05 / The proofThe numbers that survived 2020
Healthcare startups talk about outcomes the way restaurants talk about being family-owned. WelbeHealth has the receipts. During the worst of the COVID-19 pandemic - when nursing homes became, in the most unromantic possible terms, mass casualty events - a UC Berkeley case study clocked WelbeHealth's death rate at 2.4%. That figure was about 1.5x lower than other PACE organizations and nearly 5x lower than nursing homes serving comparable populations in some of California's hardest-hit counties.
The model is the explanation. PACE participants live at home. Home is, in a respiratory pandemic, the safer place. The care team came to them. The infrastructure was already there.
COVID-19 mortality
WelbeHealth vs. comparable cohorts (UC Berkeley study)
The best PACE programs do not look like miracles. They look like good logistics.
06 / The missionA clause, not a slogan
Most companies treat their mission like a screensaver. WelbeHealth treats it like a contract. The Public Benefit Company conversion was not a marketing exercise - it was a way to bind future boards and investors to the same purpose the founding team set out with. The mission, formally: to serve the most vulnerable seniors with quality, compassion, and value. The vision is almost romantic for an organization that runs vans: a world in which every human being is able to participate fully in life through their final days.
Whether you find that earnest or eye-rolling probably depends on your tolerance for earnestness. The company seems entirely fine with the trade.
Employees
Care teams, drivers, operations.
Capital raised
Across Series A through C.
Annual revenue (est.)
Capitated Medicare & Medi-Cal.
PACE PBC ever
The mission, now in the charter.
07 / Why it matters tomorrowThe demographic math is not a debate
By 2030, every Baby Boomer in America will be 65 or older. By 2034, for the first time in the country's history, there will be more people over 65 than under 18. The country has not built the housing, the workforce, or the financing model for what comes next. Existing nursing home capacity is plateauing. Family caregivers are exhausted. Medicaid budgets are already strained, and "let's just build more facilities" is neither cheap nor, frankly, what most people want.
PACE, run well, is one of the few credible alternatives.

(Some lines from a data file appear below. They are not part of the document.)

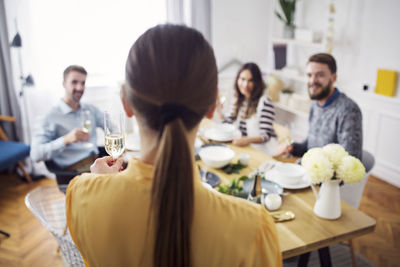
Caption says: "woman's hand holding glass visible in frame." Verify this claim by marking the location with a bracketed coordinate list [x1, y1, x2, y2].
[104, 111, 125, 159]
[90, 156, 124, 174]
[81, 109, 92, 133]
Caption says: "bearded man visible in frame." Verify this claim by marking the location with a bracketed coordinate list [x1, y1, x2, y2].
[282, 53, 362, 160]
[30, 65, 105, 184]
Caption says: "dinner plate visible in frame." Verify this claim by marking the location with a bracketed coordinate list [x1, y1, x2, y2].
[243, 178, 283, 195]
[264, 169, 311, 189]
[204, 128, 242, 142]
[199, 170, 221, 187]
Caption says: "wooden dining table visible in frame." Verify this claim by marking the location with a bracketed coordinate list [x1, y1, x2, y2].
[197, 122, 376, 266]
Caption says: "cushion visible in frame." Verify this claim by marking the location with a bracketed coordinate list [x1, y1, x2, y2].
[0, 140, 30, 171]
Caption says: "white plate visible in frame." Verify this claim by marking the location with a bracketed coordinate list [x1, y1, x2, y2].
[264, 169, 311, 189]
[204, 128, 242, 142]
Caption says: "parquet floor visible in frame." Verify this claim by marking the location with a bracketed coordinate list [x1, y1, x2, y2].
[0, 174, 400, 267]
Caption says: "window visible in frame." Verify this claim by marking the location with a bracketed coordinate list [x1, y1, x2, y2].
[28, 0, 166, 91]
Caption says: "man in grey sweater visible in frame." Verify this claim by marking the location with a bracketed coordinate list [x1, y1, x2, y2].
[282, 53, 362, 160]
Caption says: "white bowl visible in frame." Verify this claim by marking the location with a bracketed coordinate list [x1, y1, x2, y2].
[199, 145, 235, 168]
[274, 163, 306, 185]
[214, 123, 236, 136]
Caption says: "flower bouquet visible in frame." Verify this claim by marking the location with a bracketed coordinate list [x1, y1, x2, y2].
[301, 144, 365, 219]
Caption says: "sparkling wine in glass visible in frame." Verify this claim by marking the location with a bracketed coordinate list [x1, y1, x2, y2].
[104, 111, 125, 159]
[81, 109, 92, 133]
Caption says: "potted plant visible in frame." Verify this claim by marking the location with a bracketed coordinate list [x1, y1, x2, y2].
[275, 0, 296, 38]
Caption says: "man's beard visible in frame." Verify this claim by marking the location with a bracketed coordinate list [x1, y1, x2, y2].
[308, 81, 332, 100]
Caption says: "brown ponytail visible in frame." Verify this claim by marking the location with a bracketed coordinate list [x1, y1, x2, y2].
[152, 119, 193, 267]
[125, 24, 217, 267]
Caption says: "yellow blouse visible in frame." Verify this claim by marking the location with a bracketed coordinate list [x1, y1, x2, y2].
[66, 159, 282, 267]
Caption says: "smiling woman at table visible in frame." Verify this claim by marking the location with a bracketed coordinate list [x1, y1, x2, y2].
[66, 25, 282, 266]
[224, 62, 278, 156]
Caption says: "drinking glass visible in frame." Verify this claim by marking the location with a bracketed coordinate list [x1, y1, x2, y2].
[104, 111, 125, 159]
[81, 109, 92, 133]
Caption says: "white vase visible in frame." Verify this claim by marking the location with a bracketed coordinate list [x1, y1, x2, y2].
[312, 180, 342, 220]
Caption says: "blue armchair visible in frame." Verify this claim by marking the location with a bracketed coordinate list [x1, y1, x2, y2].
[0, 115, 32, 182]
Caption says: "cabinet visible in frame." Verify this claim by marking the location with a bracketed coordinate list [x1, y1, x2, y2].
[267, 37, 325, 139]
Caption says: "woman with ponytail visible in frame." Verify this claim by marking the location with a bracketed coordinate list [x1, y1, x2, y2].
[66, 24, 282, 267]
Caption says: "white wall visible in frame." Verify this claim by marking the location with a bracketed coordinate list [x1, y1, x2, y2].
[212, 0, 271, 72]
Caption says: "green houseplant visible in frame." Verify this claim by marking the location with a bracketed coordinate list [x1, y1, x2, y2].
[275, 0, 296, 38]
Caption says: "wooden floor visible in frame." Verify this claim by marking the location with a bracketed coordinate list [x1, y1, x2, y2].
[0, 174, 400, 267]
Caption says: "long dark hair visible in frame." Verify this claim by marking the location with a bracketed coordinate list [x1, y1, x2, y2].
[125, 24, 217, 267]
[234, 62, 266, 119]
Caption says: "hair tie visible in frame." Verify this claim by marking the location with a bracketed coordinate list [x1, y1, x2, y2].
[160, 103, 190, 128]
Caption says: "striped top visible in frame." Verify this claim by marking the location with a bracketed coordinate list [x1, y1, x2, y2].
[223, 96, 276, 143]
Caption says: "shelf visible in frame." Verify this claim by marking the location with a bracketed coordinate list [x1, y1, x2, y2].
[274, 102, 308, 118]
[271, 70, 307, 83]
[272, 37, 325, 50]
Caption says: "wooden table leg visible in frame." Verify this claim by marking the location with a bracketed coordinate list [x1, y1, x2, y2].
[297, 252, 311, 267]
[318, 247, 332, 267]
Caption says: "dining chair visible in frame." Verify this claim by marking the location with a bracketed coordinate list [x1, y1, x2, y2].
[0, 115, 32, 183]
[25, 185, 85, 267]
[340, 150, 375, 267]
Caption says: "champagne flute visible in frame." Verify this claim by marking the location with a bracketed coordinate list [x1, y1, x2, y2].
[104, 111, 125, 159]
[81, 109, 92, 133]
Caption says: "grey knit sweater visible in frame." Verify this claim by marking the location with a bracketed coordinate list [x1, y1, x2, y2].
[292, 93, 362, 160]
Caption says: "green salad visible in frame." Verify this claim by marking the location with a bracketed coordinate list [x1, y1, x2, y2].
[218, 176, 249, 195]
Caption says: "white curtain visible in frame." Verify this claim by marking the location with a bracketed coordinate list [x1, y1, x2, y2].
[167, 0, 212, 44]
[0, 0, 23, 141]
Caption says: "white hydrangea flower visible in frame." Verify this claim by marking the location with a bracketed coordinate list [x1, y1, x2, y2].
[301, 147, 324, 167]
[322, 144, 349, 169]
[336, 156, 365, 184]
[301, 148, 334, 184]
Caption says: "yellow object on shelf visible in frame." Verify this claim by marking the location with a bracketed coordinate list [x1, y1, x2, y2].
[375, 69, 397, 96]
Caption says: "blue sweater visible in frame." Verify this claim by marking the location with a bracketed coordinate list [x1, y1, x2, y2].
[292, 89, 362, 160]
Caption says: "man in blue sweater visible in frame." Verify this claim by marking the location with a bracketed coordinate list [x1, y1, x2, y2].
[282, 53, 362, 160]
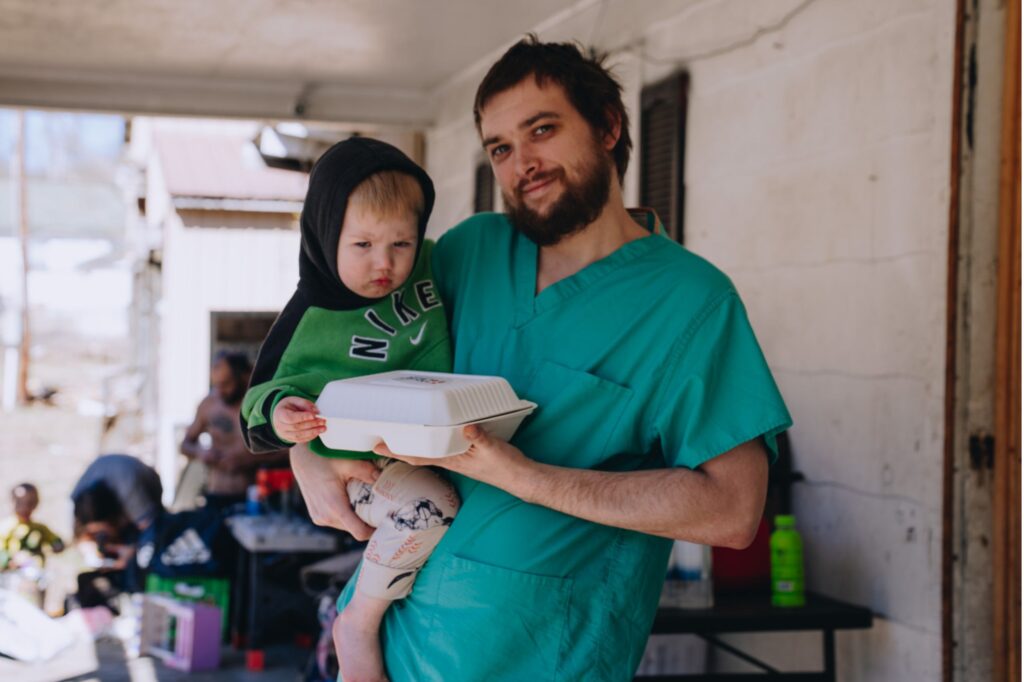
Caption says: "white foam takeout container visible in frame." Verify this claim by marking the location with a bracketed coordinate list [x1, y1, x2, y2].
[316, 370, 537, 458]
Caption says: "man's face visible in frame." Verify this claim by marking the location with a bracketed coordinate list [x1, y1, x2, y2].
[480, 77, 615, 246]
[338, 206, 418, 298]
[210, 360, 246, 404]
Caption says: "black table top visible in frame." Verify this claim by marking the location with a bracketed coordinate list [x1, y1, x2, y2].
[651, 592, 872, 635]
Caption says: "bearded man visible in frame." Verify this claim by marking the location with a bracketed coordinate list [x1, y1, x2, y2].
[293, 37, 791, 681]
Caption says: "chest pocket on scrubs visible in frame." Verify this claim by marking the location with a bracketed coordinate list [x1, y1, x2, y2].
[514, 360, 633, 468]
[424, 555, 572, 682]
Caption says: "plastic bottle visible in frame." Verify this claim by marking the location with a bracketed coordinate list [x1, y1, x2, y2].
[769, 514, 805, 606]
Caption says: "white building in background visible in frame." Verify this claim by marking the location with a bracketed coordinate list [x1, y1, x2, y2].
[125, 119, 307, 501]
[129, 118, 419, 502]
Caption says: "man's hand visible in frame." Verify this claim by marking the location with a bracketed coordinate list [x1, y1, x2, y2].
[271, 396, 327, 443]
[291, 445, 380, 540]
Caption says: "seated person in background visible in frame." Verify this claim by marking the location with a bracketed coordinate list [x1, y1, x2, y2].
[0, 483, 65, 570]
[71, 455, 164, 613]
[181, 351, 288, 509]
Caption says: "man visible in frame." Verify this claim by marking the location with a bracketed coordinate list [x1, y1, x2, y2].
[181, 351, 288, 508]
[292, 37, 790, 681]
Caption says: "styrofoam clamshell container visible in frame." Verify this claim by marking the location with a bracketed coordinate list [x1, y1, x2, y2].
[316, 370, 537, 458]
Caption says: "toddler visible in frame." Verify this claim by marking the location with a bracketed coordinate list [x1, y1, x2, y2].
[242, 137, 459, 680]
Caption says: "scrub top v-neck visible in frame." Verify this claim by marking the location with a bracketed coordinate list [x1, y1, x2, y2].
[339, 209, 791, 681]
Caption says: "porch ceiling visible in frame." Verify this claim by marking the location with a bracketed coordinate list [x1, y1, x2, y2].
[0, 0, 593, 125]
[0, 0, 698, 127]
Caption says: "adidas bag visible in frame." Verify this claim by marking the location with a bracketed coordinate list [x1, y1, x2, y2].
[135, 508, 233, 578]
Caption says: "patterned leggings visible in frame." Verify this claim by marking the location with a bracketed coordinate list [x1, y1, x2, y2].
[348, 459, 459, 600]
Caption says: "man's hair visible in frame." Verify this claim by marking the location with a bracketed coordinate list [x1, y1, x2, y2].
[210, 350, 253, 379]
[473, 34, 633, 182]
[74, 481, 124, 535]
[348, 170, 425, 219]
[10, 483, 39, 500]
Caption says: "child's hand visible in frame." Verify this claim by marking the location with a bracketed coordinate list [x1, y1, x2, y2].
[272, 396, 327, 442]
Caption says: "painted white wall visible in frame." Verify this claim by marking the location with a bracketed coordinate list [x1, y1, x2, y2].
[426, 0, 955, 682]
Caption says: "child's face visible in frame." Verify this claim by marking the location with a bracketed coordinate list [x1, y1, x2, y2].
[338, 206, 417, 298]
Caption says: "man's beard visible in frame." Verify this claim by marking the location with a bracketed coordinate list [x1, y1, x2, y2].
[505, 142, 611, 247]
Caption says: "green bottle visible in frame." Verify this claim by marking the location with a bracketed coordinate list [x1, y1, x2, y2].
[769, 514, 804, 606]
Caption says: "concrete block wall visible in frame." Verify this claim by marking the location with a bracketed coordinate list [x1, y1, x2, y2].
[426, 0, 955, 682]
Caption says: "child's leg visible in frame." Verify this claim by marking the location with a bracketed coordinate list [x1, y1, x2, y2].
[334, 460, 459, 682]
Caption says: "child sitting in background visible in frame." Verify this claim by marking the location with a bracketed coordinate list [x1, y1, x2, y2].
[0, 483, 65, 570]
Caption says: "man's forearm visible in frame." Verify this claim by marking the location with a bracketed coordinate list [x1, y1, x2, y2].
[506, 462, 749, 547]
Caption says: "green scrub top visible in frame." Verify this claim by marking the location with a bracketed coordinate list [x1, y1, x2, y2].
[341, 209, 791, 682]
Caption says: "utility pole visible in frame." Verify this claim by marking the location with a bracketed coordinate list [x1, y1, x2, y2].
[14, 110, 32, 404]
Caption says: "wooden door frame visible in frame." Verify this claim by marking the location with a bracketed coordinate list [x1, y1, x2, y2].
[992, 0, 1021, 681]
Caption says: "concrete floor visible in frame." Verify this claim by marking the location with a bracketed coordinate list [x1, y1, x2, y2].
[0, 639, 309, 682]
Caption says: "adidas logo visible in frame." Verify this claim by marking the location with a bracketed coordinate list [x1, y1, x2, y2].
[160, 528, 211, 566]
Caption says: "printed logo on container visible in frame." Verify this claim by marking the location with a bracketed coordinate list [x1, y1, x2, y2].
[394, 377, 447, 386]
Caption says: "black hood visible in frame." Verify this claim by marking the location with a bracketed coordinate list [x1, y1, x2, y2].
[299, 137, 434, 310]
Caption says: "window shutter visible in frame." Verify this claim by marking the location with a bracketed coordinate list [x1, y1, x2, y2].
[473, 159, 495, 213]
[640, 73, 689, 243]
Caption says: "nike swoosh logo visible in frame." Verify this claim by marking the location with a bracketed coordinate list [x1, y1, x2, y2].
[409, 323, 427, 346]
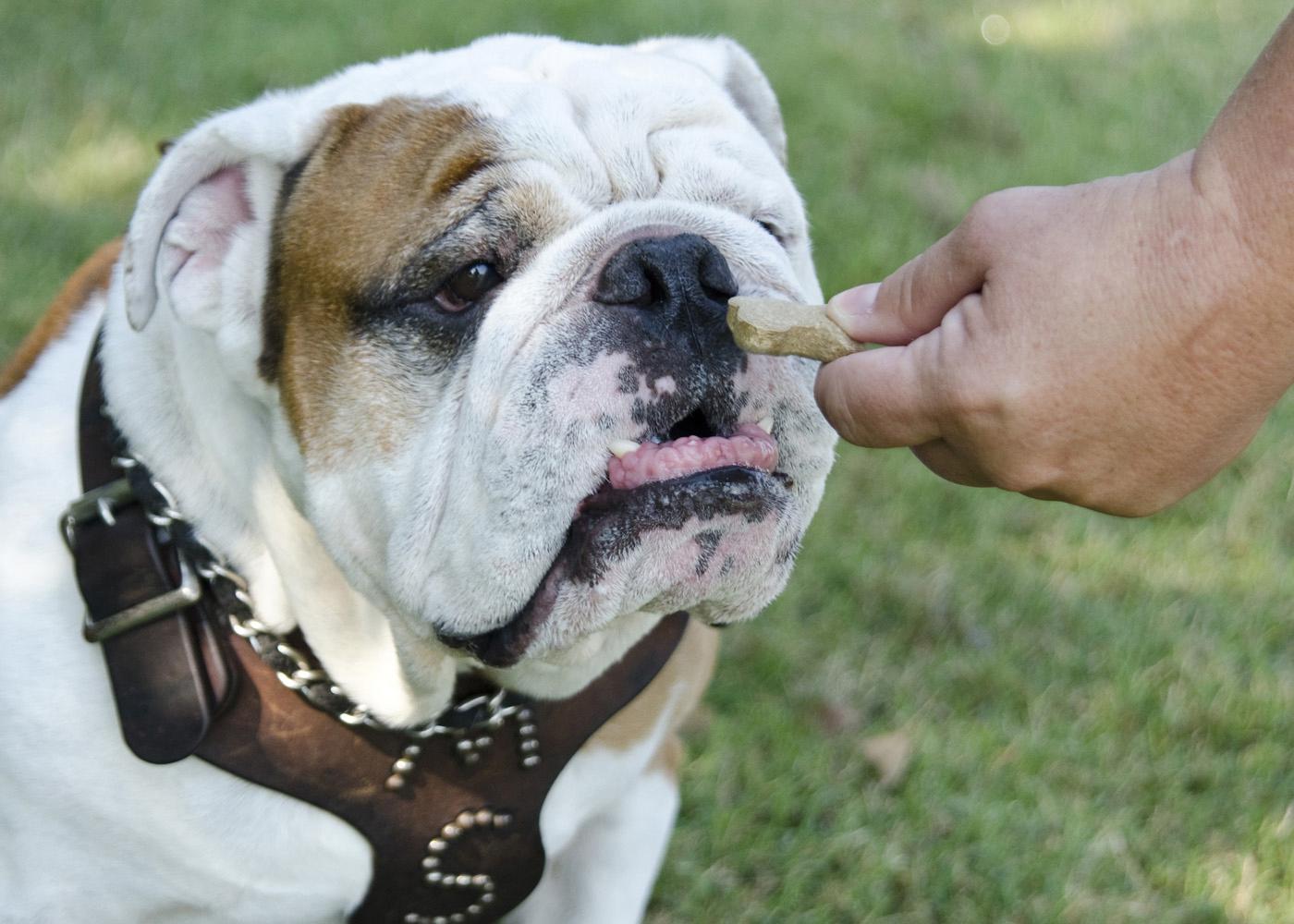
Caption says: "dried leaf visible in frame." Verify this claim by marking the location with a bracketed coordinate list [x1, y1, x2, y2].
[863, 731, 912, 789]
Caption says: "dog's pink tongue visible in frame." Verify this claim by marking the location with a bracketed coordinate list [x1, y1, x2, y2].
[607, 423, 777, 488]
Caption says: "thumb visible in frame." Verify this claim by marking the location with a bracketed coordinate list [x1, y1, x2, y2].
[814, 333, 939, 449]
[827, 221, 989, 346]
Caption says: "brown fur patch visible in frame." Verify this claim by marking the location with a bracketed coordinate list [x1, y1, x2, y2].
[262, 98, 494, 459]
[0, 238, 122, 397]
[589, 620, 719, 775]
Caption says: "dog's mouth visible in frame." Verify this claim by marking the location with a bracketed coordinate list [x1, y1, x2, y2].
[440, 411, 793, 668]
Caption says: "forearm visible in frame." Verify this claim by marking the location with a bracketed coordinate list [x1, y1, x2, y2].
[1191, 14, 1294, 298]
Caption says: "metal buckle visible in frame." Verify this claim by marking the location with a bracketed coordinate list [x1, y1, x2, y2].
[81, 546, 201, 642]
[59, 478, 139, 552]
[59, 478, 201, 642]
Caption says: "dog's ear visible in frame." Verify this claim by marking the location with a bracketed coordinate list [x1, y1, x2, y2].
[122, 110, 291, 330]
[635, 36, 787, 167]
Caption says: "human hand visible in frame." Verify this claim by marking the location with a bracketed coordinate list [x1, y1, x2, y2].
[816, 154, 1294, 517]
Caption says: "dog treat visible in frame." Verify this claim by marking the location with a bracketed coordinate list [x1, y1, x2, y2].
[728, 297, 864, 362]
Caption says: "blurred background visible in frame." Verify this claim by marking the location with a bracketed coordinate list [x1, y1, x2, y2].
[0, 0, 1294, 924]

It is cheaper than nursing home care. Participants prefer it. State Medicaid agencies like it. The federal government has stopped quietly tolerating it and started actively expanding it. The bottleneck is operators who can scale without breaking the model. There are maybe a dozen of those nationwide. WelbeHealth is one.
You cannot build your way out of an aging crisis with buildings. You build your way out with teams.
08 / Back to the man in StocktonTuesday, 4:45 PM
The van pulls back into the driveway. The 79-year-old man with congestive heart failure, mild dementia, and a stubborn streak is dropped off at his front door. He has had his vitals checked, his medications adjusted, his dentures looked at, and a long lunch with two friends he met at the center. He has been told, gently and for the third time this month, to give up the salt shaker. He has not. That, too, is allowed.
There is no insurance form on the table. There is no bill in the mailbox. The next van will come on Thursday. He is not in a nursing home. He is in his living room, which is where he always wanted to be. It is also, against the run of American healthcare, where the system - if you can call WelbeHealth a system - intends to keep him.
The story is small. The implications are not.